Using the parameter \(t\), with \(\mathrm{d}x=\frac{\mathrm{d}x}{\mathrm{d}t}\mathrm{d}t=2t\,\mathrm{d}t\):

\(A=\int_0^1 y\frac{\mathrm{d}x}{\mathrm{d}t}\,\mathrm{d}t=\int_0^1\left(t-\frac{1}{3}t^3\right)(2t)\,\mathrm{d}t\)

\(=\int_0^1\left(2t^2-\frac{2}{3}t^4\right)\mathrm{d}t=\left[\frac{2t^3}{3}-\frac{2t^5}{15}\right]_0^1=\frac{8}{15}.\)

Next,

\(\int x y\,\mathrm{d}x=\int_0^1 x y\frac{\mathrm{d}x}{\mathrm{d}t}\,\mathrm{d}t\)

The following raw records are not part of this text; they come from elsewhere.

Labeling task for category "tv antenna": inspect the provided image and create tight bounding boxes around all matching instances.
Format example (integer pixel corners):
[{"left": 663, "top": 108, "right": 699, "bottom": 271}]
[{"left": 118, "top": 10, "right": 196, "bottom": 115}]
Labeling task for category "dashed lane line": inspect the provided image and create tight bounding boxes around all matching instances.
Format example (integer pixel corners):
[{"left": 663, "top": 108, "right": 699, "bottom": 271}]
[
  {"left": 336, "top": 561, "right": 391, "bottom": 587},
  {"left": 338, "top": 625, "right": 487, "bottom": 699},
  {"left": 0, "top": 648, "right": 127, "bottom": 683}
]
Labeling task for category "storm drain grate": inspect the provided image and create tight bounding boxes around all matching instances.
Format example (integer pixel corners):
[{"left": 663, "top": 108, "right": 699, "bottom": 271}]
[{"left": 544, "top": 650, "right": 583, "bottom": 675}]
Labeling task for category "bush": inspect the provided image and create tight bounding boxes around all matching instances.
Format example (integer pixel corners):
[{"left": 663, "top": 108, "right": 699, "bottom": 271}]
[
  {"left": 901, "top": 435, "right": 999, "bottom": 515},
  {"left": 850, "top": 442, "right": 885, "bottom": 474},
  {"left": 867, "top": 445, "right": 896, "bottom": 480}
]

\(=\int_0^1 t^2\left(t-\frac{1}{3}t^3\right)(2t)\,\mathrm{d}t=\int_0^1\left(2t^4-\frac{2}{3}t^6\right)\mathrm{d}t\)

\(=\left[\frac{2t^5}{5}-\frac{2t^7}{21}\right]_0^1=\frac{32}{105}.\)

So

\(\bar{x}=\frac{\frac{32}{105}}{\frac{8}{15}}=\frac{32}{105}\cdot\frac{15}{8}=\frac{4}{7}.\)

Finally,

\(\frac{1}{2}\int y^2\,\mathrm{d}x=\frac{1}{2}\int_0^1 y^2\frac{\mathrm{d}x}{\mathrm{d}t}\,\mathrm{d}t\)

\(=\frac{1}{2}\int_0^1\left(t-\frac{1}{3}t^3\right)^2(2t)\,\mathrm{d}t\)

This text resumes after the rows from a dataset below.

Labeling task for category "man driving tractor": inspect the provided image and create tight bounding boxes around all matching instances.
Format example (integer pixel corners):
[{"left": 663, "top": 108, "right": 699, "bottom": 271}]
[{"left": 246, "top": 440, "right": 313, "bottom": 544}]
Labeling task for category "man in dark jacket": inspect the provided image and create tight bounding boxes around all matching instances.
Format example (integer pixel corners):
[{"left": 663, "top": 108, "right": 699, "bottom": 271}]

\(=\int_0^1\left(t^3-\frac{2}{3}t^5+\frac{1}{9}t^7\right)\mathrm{d}t\)

\(=\left[\frac{t^4}{4}-\frac{t^6}{9}+\frac{t^8}{72}\right]_0^1=\frac{11}{72}.\)

Therefore

\(\bar{y}=\frac{\frac{11}{72}}{\frac{8}{15}}=\frac{11}{72}\cdot\frac{15}{8}=\frac{55}{192}.\)

Hence the centroid is \(\left(\frac{4}{7},\frac{55}{192}\right)\).